A man wrote to ask if I’d train his wife while he watched. It just wouldn’t work, for me. Actually, the request was a one-liner, unaccompanied by any information about him or his wife, or even, since I’m a shallow soul, a picture of this trainable wife of his. So this wouldn’t be tempting in the specific case even if the idea was tempting in general.

But even if his wife looked like Scarlett Johansson and he’d written a letter as charming and voluble as Cary Grant, it still wouldn’t be tempting.   

It’s that bdsm has to be personal, for me anyway. Even when it’s casual and between me and a woman I’ve never met before and may well never meet again, it’s still personal. The focus and the energy has to be between the dominant and the submissive or it’s not really there. 

Burns of love #3

Traditionally, your pornographic tawsing goes something like this:

“After supper came those terrible two dozen with the tawse. the tawse is a Scottish instrument of punishment, made of a hard and seasoned piece of leather about two feet long, narrow in the handle and at the other end about four inches broad, cut into narrow strips from about six to nine inches in length.
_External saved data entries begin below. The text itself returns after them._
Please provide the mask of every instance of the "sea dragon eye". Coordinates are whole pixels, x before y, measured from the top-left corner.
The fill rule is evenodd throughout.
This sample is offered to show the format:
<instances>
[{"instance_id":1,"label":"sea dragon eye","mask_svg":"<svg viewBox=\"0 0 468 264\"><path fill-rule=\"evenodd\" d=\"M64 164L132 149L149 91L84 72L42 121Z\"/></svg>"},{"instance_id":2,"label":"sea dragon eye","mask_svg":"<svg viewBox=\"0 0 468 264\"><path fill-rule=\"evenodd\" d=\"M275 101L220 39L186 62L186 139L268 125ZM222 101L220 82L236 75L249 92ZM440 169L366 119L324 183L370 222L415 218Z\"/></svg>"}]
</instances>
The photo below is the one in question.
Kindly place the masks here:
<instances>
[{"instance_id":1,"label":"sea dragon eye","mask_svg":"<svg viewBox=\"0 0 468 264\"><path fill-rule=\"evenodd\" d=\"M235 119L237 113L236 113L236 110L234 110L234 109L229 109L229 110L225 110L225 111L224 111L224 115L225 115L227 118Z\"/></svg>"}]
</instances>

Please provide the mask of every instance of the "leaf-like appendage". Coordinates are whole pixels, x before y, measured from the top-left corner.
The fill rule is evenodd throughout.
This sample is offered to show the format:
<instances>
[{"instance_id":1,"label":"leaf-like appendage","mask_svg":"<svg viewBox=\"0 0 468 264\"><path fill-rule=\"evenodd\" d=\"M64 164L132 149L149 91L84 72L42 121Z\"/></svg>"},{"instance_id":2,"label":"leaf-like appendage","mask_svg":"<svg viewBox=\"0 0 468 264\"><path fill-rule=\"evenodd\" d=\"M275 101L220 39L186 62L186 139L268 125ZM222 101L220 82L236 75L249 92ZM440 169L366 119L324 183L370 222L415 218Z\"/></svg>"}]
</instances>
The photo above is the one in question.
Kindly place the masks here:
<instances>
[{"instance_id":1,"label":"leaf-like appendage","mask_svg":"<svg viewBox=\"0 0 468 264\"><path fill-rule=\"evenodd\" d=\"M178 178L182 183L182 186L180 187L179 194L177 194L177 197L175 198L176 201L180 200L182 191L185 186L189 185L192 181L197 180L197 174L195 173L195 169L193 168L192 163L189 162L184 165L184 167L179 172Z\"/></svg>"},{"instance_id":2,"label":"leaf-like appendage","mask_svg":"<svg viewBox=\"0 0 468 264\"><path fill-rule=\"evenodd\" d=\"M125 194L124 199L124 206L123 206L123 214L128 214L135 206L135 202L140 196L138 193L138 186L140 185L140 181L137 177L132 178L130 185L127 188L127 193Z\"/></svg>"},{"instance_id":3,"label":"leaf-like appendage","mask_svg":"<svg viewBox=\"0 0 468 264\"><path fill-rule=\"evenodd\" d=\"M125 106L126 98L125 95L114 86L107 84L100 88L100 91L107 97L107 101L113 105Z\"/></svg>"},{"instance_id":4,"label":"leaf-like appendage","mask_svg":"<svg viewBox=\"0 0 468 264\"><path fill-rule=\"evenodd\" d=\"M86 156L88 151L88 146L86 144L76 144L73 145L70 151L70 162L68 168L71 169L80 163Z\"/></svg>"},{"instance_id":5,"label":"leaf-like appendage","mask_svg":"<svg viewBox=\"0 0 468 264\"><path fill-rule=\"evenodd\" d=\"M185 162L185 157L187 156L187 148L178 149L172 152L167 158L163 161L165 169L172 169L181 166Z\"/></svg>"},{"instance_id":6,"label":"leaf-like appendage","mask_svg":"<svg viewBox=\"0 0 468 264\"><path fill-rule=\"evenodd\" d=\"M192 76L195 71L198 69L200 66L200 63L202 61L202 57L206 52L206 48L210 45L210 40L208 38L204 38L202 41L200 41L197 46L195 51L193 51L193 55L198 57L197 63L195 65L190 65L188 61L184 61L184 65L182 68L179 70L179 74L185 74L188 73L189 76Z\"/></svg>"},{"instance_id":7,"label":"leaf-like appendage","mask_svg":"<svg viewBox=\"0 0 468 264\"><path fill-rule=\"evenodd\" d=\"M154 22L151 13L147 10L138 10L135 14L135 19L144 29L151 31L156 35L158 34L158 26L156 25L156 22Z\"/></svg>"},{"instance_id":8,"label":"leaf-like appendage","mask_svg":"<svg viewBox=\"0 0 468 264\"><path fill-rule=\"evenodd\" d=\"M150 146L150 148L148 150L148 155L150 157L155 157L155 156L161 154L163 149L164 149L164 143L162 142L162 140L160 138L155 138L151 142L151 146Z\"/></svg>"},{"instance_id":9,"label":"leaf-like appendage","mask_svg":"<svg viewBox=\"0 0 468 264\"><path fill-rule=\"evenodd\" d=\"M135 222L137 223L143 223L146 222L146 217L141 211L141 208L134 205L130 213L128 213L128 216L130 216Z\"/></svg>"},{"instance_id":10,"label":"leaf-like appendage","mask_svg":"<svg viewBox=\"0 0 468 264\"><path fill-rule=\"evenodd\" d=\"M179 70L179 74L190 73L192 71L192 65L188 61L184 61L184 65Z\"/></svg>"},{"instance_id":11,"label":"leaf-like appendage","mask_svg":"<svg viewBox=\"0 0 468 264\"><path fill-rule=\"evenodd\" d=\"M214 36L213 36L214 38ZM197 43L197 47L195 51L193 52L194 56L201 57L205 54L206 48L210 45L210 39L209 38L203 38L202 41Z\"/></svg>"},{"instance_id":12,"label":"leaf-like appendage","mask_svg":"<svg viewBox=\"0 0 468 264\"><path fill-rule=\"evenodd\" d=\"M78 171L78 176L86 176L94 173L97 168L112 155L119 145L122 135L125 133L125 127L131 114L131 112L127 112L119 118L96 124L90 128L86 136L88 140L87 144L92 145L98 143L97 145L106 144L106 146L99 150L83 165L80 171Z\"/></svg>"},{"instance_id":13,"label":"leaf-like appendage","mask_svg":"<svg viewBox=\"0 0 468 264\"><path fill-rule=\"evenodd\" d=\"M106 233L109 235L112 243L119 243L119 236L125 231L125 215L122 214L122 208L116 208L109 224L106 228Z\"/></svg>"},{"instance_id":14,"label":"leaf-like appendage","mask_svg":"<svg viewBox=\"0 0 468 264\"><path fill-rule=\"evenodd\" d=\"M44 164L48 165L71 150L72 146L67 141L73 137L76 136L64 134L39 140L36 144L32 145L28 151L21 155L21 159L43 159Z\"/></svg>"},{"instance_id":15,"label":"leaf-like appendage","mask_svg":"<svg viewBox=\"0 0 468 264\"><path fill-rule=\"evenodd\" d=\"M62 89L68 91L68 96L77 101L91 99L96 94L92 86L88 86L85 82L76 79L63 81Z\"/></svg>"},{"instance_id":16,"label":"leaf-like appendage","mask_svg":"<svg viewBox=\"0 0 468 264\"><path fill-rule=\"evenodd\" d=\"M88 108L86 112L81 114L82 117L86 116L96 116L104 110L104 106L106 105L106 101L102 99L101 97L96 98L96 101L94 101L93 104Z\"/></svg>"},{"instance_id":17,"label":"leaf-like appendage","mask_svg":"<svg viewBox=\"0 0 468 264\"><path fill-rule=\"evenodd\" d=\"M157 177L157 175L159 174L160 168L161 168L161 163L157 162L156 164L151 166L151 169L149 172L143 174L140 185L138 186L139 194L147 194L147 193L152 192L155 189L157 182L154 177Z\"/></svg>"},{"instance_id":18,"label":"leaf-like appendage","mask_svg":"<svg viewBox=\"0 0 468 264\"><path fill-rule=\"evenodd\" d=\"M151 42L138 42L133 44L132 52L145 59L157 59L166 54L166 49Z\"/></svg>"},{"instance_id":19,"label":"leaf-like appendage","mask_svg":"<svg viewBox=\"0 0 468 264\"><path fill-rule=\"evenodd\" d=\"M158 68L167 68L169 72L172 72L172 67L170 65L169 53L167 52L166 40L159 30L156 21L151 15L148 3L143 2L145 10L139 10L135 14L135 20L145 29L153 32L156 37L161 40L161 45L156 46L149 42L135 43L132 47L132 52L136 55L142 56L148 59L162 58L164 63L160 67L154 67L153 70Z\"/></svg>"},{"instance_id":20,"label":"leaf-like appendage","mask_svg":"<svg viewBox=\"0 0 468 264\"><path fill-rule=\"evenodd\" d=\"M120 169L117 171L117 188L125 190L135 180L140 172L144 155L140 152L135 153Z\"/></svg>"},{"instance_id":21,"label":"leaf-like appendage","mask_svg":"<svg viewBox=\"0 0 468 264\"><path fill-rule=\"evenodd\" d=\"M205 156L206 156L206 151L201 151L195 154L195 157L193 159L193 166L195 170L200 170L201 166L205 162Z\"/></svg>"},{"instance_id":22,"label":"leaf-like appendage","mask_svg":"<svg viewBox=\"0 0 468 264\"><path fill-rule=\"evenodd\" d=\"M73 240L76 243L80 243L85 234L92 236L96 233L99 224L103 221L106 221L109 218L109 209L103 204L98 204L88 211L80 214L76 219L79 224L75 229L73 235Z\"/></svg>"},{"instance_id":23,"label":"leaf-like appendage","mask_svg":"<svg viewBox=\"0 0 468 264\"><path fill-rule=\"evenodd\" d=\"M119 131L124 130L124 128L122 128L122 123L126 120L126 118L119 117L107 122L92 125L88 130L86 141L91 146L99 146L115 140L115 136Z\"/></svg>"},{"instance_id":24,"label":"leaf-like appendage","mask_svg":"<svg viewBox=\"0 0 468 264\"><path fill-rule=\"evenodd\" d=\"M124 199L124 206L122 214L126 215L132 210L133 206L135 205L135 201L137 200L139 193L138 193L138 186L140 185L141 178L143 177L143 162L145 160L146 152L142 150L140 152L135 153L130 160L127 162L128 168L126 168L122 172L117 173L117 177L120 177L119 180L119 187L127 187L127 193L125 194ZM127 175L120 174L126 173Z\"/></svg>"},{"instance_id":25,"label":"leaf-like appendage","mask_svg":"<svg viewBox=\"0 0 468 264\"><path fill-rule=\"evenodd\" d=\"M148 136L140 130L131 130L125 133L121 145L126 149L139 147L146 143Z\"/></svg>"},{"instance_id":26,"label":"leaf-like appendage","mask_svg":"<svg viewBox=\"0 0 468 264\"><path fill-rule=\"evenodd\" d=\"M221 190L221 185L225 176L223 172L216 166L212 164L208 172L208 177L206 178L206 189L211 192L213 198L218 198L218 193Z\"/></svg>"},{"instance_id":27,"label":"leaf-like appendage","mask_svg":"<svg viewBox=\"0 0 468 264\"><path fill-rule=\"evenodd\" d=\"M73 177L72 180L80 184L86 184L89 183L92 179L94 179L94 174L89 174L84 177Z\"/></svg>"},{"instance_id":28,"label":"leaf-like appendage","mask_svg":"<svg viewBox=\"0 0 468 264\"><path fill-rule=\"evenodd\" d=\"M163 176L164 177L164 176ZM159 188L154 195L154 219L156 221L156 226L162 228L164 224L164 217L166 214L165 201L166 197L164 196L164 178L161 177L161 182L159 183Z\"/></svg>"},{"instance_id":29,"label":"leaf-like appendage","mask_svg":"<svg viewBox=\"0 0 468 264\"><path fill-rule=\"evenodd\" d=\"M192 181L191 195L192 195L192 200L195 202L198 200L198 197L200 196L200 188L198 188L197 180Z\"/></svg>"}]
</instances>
Alice had never seen, much less felt one.

She was commanded to bring it to her uncle, and had to go for it naked – not even a fan was allowed! How could she conceal the least of her emotions? Oh, this nakedness was an awful, awful thing!

She brought it, and opened her book and knelt down and said:

“Please give me two dozen with the tawse for being ashamed and trying to cover my nakedness, and for my disobedience.”

“Across my knee.”

“Across – your – knee.”

“Very well! Get up. Stand sideways close up to me. Now,” taking the tawse in his right hand and putting his left arm round her waist, “lean right down, your head on the carpet, miss,” and holding her legs with his left leg, he slowly and deliberately laid on her sore bottom two dozen well-applied stripes. Then he let her go and she rolled sprawling on the carpet with pain and exhaustion.”